DASHTADEM, Armenia—U.S. Ambassador Lynne M. Tracy joined Deputy Minister of Culture Tigran Galstyan to celebrate the completion of a U.S.-funded cultural preservation project in Dashtadem, on April 30. The project, funded by a $143,175 grant through the U.S. Ambassadors Fund for Cultural Preservation involved the excavation and partial restoration of the Dashtadem Fortress complex.
One of the largest medieval fortresses in the Caucasus, the site has great historical and architectural significance. It is home to the seventh century Saint Sargis Church, the twelfth century Khan Palace, and ninth century Christian gravestones. This restoration phase is a continuation of a previous U.S. government-funded AFCP project at the fortress in 2015.
The U.S. Embassy partnered with the Ministry of Culture and the AMAP Human Development NGO to realize the project. During their visit to the site, Ambassador Tracy and Deputy Minister Galstyan toured the fortress and observed firsthand the results of several years of meticulous work.
“Armenia has a rich and multifaceted history throughout which different cultural eras intertwined to create a unique Armenian heritage,” Ambassador Tracy said. “The Embassy is honored to be able to play a role in restoring and preserving sites like the Dashtadem Fortress so that future generations can learn about the roots of modern Armenian culture.”
As a result of the U.S. government grant, experts were able to stabilize and preserve the inner surrounding wall of the fortress, which provides a better understanding of its original shape and of the structures that made up the center of the compound.
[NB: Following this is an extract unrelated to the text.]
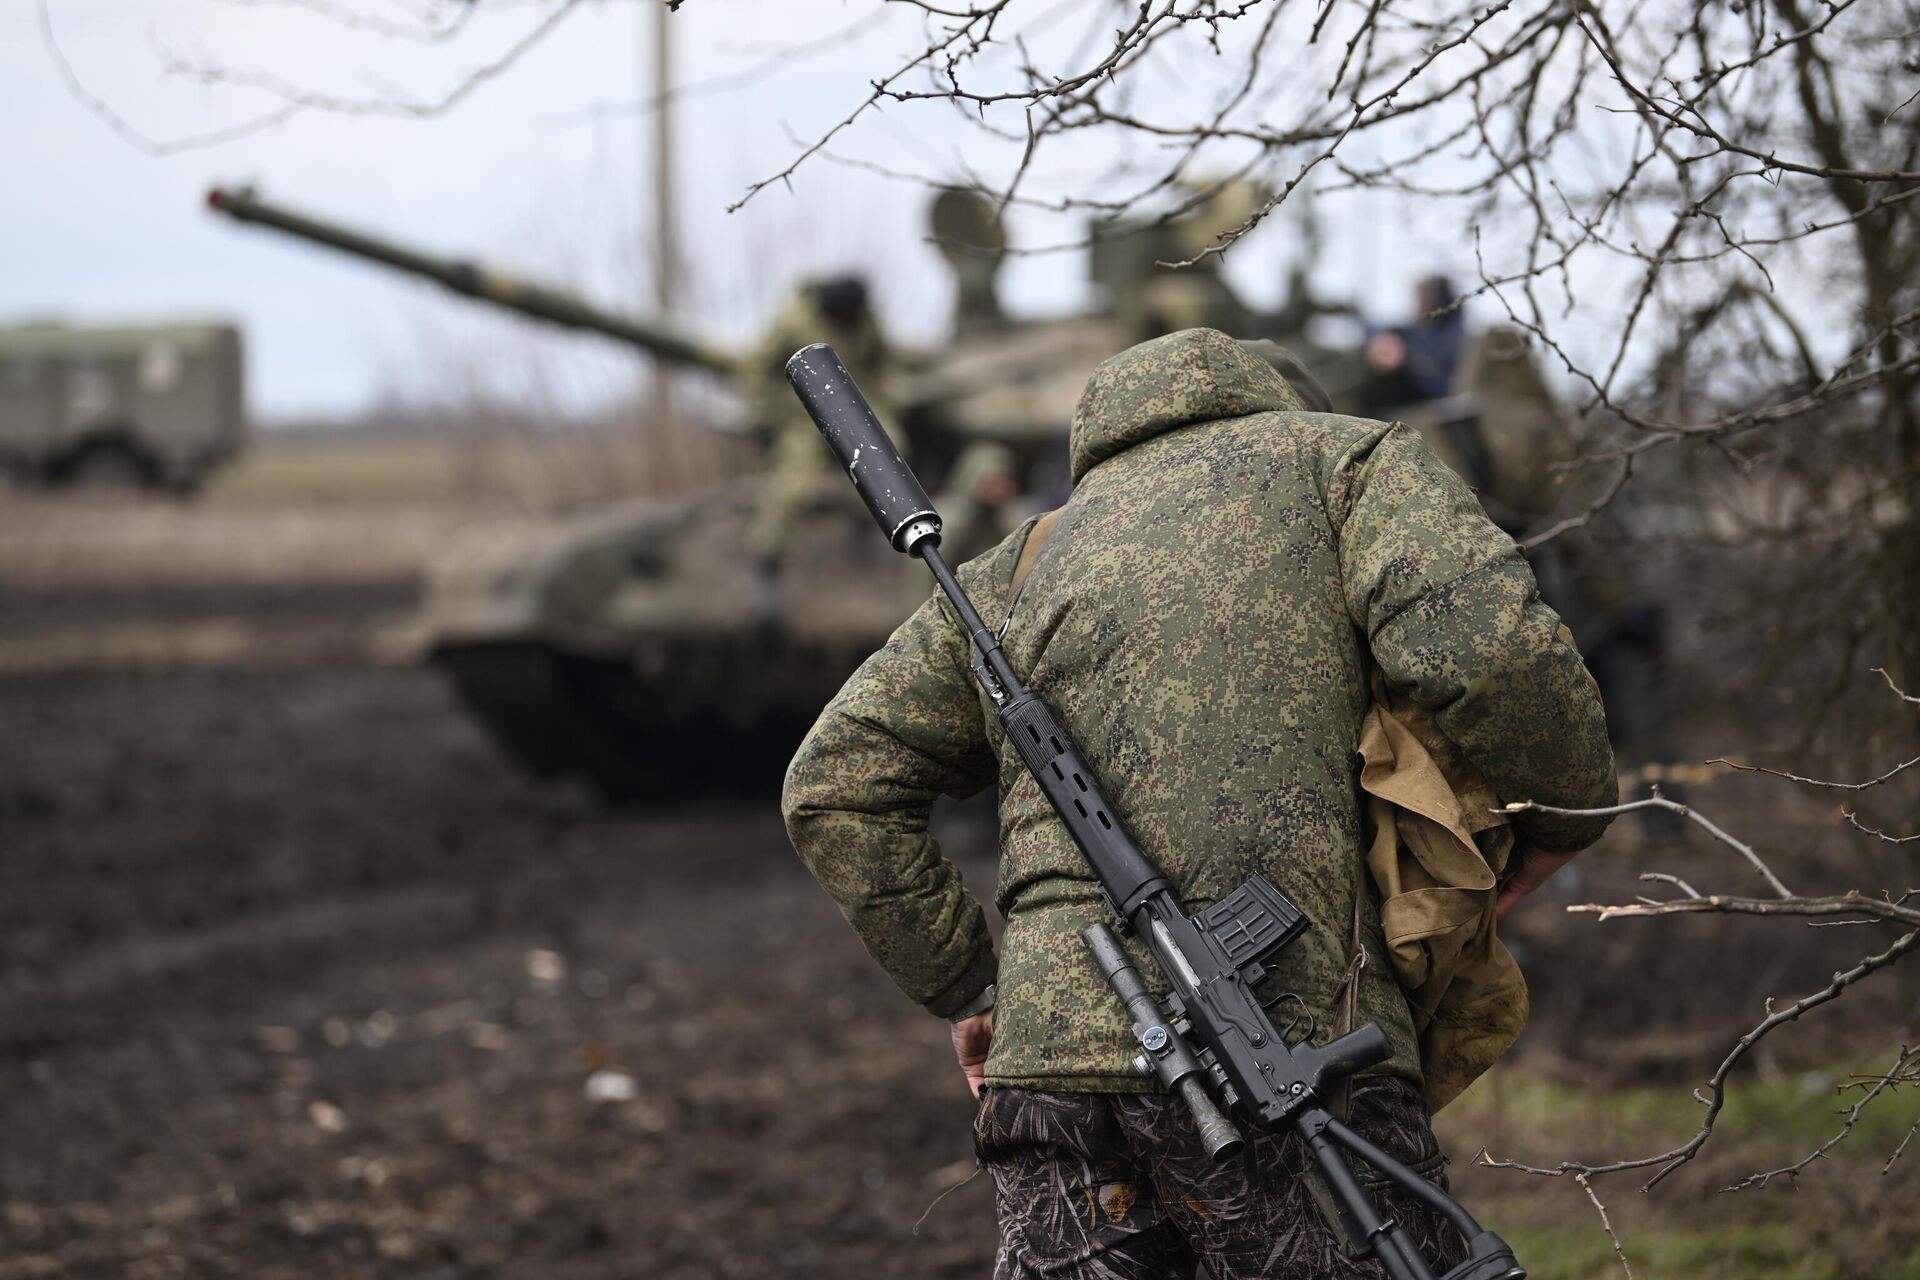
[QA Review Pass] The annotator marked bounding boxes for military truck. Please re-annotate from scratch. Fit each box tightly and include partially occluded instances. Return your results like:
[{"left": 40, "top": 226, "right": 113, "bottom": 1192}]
[{"left": 0, "top": 321, "right": 246, "bottom": 492}]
A previous project, also funded by the U.S. government through the AFCP, prepared the site for this phase by clearing the compound of rubbish and remnants of modern structures and allowing for excavation work around the citadel and the inner surrounding wall.
The U.S. State Department established the U.S. Ambassadors Fund for Cultural Preservation in 2000, recognizing that celebrating our shared cultural heritage is a way to bring countries and peoples together.
AFCP has been providing support for Armenian cultural sites since 2005, funding projects such as the mapping and cataloging of items at the Noratus medieval cemetery and its collection of khachkars, preservation of a medieval masonry bridge in the Garni Gorge, preservation of the Areni cave, and documentation of traditional Armenian music and dance.